Shichiri-mihama Beach (七里御浜)
Shichiri-mihama Beach is a long, shingle beach running from the Onigajo Rocks to the mouth of the Kumano River. The name "shichi-ri" refers to the old Chinese and Japanese distance of one ri, which is around 3.93km, so seven ri would be approximately 27.5km. The beach is actually nearer 22km long and is the longest shingle beach in Japan.
Shichiri-mihama Beach is part of the Yoshino-Kumano National Park and is known as a breeding place for loggerhead turtles between May and September each year.

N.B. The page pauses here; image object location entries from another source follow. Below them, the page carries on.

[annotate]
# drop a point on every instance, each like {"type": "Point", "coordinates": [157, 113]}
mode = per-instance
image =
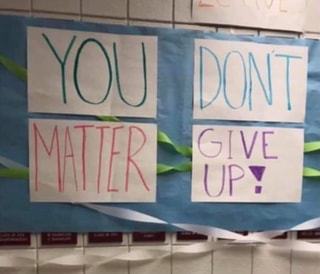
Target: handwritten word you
{"type": "Point", "coordinates": [102, 73]}
{"type": "Point", "coordinates": [91, 158]}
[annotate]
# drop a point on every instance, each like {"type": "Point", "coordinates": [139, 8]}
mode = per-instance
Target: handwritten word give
{"type": "Point", "coordinates": [91, 159]}
{"type": "Point", "coordinates": [239, 164]}
{"type": "Point", "coordinates": [240, 140]}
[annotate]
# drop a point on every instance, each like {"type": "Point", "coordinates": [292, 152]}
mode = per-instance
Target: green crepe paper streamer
{"type": "Point", "coordinates": [165, 140]}
{"type": "Point", "coordinates": [311, 173]}
{"type": "Point", "coordinates": [17, 70]}
{"type": "Point", "coordinates": [311, 147]}
{"type": "Point", "coordinates": [21, 73]}
{"type": "Point", "coordinates": [161, 137]}
{"type": "Point", "coordinates": [164, 169]}
{"type": "Point", "coordinates": [108, 119]}
{"type": "Point", "coordinates": [22, 173]}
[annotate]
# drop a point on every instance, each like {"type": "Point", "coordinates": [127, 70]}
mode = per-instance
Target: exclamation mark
{"type": "Point", "coordinates": [258, 172]}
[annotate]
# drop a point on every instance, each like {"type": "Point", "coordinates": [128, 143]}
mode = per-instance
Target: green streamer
{"type": "Point", "coordinates": [311, 147]}
{"type": "Point", "coordinates": [165, 169]}
{"type": "Point", "coordinates": [165, 140]}
{"type": "Point", "coordinates": [23, 173]}
{"type": "Point", "coordinates": [12, 173]}
{"type": "Point", "coordinates": [17, 70]}
{"type": "Point", "coordinates": [162, 138]}
{"type": "Point", "coordinates": [311, 173]}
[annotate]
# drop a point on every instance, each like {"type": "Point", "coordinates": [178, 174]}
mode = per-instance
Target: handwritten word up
{"type": "Point", "coordinates": [238, 142]}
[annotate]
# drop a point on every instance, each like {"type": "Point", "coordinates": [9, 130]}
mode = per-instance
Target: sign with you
{"type": "Point", "coordinates": [247, 164]}
{"type": "Point", "coordinates": [92, 73]}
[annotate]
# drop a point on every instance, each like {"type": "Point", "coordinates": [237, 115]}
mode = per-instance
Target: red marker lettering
{"type": "Point", "coordinates": [83, 154]}
{"type": "Point", "coordinates": [49, 151]}
{"type": "Point", "coordinates": [130, 156]}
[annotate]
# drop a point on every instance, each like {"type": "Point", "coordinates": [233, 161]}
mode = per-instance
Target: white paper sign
{"type": "Point", "coordinates": [247, 164]}
{"type": "Point", "coordinates": [249, 81]}
{"type": "Point", "coordinates": [268, 14]}
{"type": "Point", "coordinates": [87, 161]}
{"type": "Point", "coordinates": [91, 73]}
{"type": "Point", "coordinates": [313, 16]}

The beach is also the venue for the annual Kumano Fireworks Display held on August 17, one of the largest and most spectacular displays in the country.
Shishiiwa ("Lion Rock"), located near the northern, Kumano-shi end of Shichiri-mihama Beach, is a 25m-tall rock, shaped like a lion, that has been created over thousands of years by wind and waves.

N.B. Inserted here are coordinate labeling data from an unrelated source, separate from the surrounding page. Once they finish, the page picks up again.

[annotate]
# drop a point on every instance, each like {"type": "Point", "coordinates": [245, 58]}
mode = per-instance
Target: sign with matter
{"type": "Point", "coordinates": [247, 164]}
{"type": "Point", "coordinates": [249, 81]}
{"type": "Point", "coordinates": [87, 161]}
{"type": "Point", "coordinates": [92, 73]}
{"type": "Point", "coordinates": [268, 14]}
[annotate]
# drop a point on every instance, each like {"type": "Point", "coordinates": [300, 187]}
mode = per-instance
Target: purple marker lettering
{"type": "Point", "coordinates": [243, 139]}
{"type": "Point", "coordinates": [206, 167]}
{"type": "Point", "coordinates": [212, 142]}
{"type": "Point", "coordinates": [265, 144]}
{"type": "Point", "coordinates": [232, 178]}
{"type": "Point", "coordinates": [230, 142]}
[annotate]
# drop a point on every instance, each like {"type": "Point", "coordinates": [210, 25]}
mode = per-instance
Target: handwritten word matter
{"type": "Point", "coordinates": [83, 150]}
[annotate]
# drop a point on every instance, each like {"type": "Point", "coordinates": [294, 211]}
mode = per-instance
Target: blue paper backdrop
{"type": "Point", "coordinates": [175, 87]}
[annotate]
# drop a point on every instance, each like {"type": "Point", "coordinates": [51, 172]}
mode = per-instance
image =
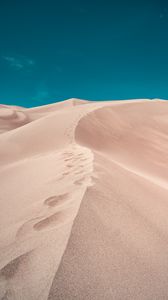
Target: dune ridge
{"type": "Point", "coordinates": [68, 168]}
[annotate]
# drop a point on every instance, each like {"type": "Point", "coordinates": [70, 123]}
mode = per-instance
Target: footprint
{"type": "Point", "coordinates": [51, 221]}
{"type": "Point", "coordinates": [80, 181]}
{"type": "Point", "coordinates": [56, 200]}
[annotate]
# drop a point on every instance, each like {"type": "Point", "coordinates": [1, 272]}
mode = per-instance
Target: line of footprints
{"type": "Point", "coordinates": [78, 169]}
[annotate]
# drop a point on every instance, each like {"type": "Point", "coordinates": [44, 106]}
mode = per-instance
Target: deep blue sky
{"type": "Point", "coordinates": [54, 50]}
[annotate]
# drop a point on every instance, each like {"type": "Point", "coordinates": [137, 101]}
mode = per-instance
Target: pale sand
{"type": "Point", "coordinates": [101, 167]}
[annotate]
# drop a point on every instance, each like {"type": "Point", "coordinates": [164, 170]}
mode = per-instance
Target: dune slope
{"type": "Point", "coordinates": [83, 204]}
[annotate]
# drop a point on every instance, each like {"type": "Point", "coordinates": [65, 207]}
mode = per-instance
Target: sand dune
{"type": "Point", "coordinates": [84, 200]}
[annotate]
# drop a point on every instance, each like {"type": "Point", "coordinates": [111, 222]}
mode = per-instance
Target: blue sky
{"type": "Point", "coordinates": [55, 50]}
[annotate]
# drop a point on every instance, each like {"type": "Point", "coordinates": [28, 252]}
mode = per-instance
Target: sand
{"type": "Point", "coordinates": [84, 201]}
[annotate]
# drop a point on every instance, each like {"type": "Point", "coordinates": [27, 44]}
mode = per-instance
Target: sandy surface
{"type": "Point", "coordinates": [84, 201]}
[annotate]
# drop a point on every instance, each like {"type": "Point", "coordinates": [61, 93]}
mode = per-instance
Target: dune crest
{"type": "Point", "coordinates": [83, 191]}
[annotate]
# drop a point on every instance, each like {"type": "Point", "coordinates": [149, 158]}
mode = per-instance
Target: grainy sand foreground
{"type": "Point", "coordinates": [84, 201]}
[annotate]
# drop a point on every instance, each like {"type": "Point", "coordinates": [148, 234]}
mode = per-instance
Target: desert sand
{"type": "Point", "coordinates": [84, 201]}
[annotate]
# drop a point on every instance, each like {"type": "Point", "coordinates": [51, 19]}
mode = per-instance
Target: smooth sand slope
{"type": "Point", "coordinates": [84, 201]}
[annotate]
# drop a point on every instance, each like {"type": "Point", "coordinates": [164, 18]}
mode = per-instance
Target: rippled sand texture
{"type": "Point", "coordinates": [84, 201]}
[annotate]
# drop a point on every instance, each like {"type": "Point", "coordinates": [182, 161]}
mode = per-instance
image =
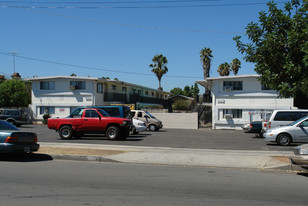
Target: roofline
{"type": "Point", "coordinates": [92, 79]}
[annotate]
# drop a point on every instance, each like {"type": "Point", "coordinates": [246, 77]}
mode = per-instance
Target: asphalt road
{"type": "Point", "coordinates": [175, 138]}
{"type": "Point", "coordinates": [83, 183]}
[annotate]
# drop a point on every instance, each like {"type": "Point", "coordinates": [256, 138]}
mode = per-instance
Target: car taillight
{"type": "Point", "coordinates": [11, 139]}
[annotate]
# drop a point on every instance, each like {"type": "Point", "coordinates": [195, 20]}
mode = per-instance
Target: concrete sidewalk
{"type": "Point", "coordinates": [169, 156]}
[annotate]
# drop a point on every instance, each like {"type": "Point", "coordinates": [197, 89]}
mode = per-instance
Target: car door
{"type": "Point", "coordinates": [301, 132]}
{"type": "Point", "coordinates": [91, 121]}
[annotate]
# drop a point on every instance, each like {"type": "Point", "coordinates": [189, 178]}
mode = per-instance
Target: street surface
{"type": "Point", "coordinates": [83, 183]}
{"type": "Point", "coordinates": [175, 138]}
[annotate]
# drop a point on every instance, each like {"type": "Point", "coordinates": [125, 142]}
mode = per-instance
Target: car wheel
{"type": "Point", "coordinates": [152, 127]}
{"type": "Point", "coordinates": [284, 139]}
{"type": "Point", "coordinates": [11, 121]}
{"type": "Point", "coordinates": [66, 132]}
{"type": "Point", "coordinates": [112, 133]}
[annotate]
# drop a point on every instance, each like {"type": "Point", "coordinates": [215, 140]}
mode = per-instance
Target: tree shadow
{"type": "Point", "coordinates": [25, 157]}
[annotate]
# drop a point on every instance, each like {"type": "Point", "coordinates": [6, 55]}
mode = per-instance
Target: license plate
{"type": "Point", "coordinates": [27, 149]}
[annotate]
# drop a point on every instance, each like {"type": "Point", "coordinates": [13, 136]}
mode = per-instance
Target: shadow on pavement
{"type": "Point", "coordinates": [33, 157]}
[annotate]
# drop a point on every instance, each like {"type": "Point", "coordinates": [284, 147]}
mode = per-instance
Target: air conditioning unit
{"type": "Point", "coordinates": [228, 88]}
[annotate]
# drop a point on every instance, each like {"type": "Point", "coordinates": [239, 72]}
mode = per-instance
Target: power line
{"type": "Point", "coordinates": [137, 7]}
{"type": "Point", "coordinates": [92, 68]}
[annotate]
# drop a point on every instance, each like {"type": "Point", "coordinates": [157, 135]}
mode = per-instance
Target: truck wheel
{"type": "Point", "coordinates": [152, 127]}
{"type": "Point", "coordinates": [284, 139]}
{"type": "Point", "coordinates": [66, 132]}
{"type": "Point", "coordinates": [113, 133]}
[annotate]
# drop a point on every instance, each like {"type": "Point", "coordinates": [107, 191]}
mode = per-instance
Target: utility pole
{"type": "Point", "coordinates": [13, 54]}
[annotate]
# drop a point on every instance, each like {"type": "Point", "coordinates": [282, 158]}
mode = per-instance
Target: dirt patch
{"type": "Point", "coordinates": [282, 159]}
{"type": "Point", "coordinates": [78, 151]}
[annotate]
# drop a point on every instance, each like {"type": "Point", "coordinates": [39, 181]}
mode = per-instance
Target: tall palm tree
{"type": "Point", "coordinates": [224, 69]}
{"type": "Point", "coordinates": [235, 65]}
{"type": "Point", "coordinates": [205, 58]}
{"type": "Point", "coordinates": [159, 67]}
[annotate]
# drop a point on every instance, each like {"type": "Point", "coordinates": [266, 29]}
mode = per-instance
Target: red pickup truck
{"type": "Point", "coordinates": [90, 121]}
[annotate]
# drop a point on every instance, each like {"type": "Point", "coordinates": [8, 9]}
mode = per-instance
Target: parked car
{"type": "Point", "coordinates": [152, 123]}
{"type": "Point", "coordinates": [13, 116]}
{"type": "Point", "coordinates": [253, 127]}
{"type": "Point", "coordinates": [295, 132]}
{"type": "Point", "coordinates": [301, 157]}
{"type": "Point", "coordinates": [138, 126]}
{"type": "Point", "coordinates": [283, 117]}
{"type": "Point", "coordinates": [12, 140]}
{"type": "Point", "coordinates": [116, 111]}
{"type": "Point", "coordinates": [90, 121]}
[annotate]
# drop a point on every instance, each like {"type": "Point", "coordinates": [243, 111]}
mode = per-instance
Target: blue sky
{"type": "Point", "coordinates": [107, 41]}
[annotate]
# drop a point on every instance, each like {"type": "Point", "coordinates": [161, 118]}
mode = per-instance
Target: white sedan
{"type": "Point", "coordinates": [139, 126]}
{"type": "Point", "coordinates": [295, 132]}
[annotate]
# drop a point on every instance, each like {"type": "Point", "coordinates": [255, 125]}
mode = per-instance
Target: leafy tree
{"type": "Point", "coordinates": [205, 58]}
{"type": "Point", "coordinates": [279, 48]}
{"type": "Point", "coordinates": [159, 67]}
{"type": "Point", "coordinates": [224, 69]}
{"type": "Point", "coordinates": [235, 65]}
{"type": "Point", "coordinates": [14, 93]}
{"type": "Point", "coordinates": [195, 90]}
{"type": "Point", "coordinates": [176, 91]}
{"type": "Point", "coordinates": [187, 91]}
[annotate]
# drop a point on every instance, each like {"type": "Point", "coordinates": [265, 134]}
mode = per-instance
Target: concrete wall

From around the middle of May for around a month the sun can be seen in the "jaws" of the lion and furthermore in November and December, the moon can be viewed in a similar position.
Hana-no-Iwaya Shrine (花窟神社)
Said to be one of Japan's oldest shrines, though there are dozens of "oldest shrines in Japan," Hana-no-Iwaya Shrine is located at the foot of a 45m-tall and 80m-wide cliff. Hana-no-Iwaya is said to be the location where the mother of all gods, Izanami Mikoto, who gave birth to Kagutsuchi Mikoto, the god of fire, was buried after being burned to death during the child's delivery.
Mount Hiba, near Yasugi on the border of Shimane and Hiroshima prefectures, has a better claim to that distinction, however, as it is recorded in The Kojiki, Japan's oldest book still in existence. Indeed, the dominant story of Izanami is set in Izumo (present-day Shimane), with the entrance to Yomi, the underworld also located in Izumo.
The cliff face at the shrine is pocked with small holes caused by erosion and it is considered propitious to place a white stone in one of the holes while making a wish. Prayers for health, peace, happiness are written on the stones. For countless generations, visitors had been leaving such messages. Up-to-date prayers for safe driving and passing college entrance examinations can be seen as are more customary expressions of hope for health and happiness.
Time-honored religious ceremonies that date back over thousands of years are still performed at Hana-no-Iwaya Shrine every year in on February 2 and October 2, when the Otsunakake Shinji (Rope Changing Ritual) is held.
Shinto priests dance in dedication to the gods and a 170-meter long giant rope is lowered from the top of the cliff and attached to a sacred pine tree.
Next to the shrine is the Otsunachaya Michi-no-eki or roadside service station where local souvenirs and snacks are on sale.
Kumano-shi Station is the nearest station to Shichiri-mihama Beach and Shishiiwa. It is a 20 minutes walk to the next station Arii Station, which is nearer to Hana-no-Iwaya Shrine.
The first express train to Kumano-shi Station from Nagoya Station is the 8.05am Wide View Nanki that arrives in Kumano-shi at 11.13am. The present fare is 7,050 yen.
Buses back to Nagoya leave from behind the Tourist Information Center opposite Kumano-shi Station. Other buses from Kumano Station run to Shingu (50 minutes) and the Seiryu-so Onsen near the beautiful Kitayama River (also about 50 minutes).
Close to Arii Station and Hana-no-Iwaya Shrine is the interesting Kumano City History & Folklore Museum and about 1 kilometer inland the Ubuta Shrine, where Izanami actually gave birth to Kagutsuchi, before her burial at Hana-no-Iwaya Shrine. Matsumoto-toge Pass is north of Kumano-shi Station.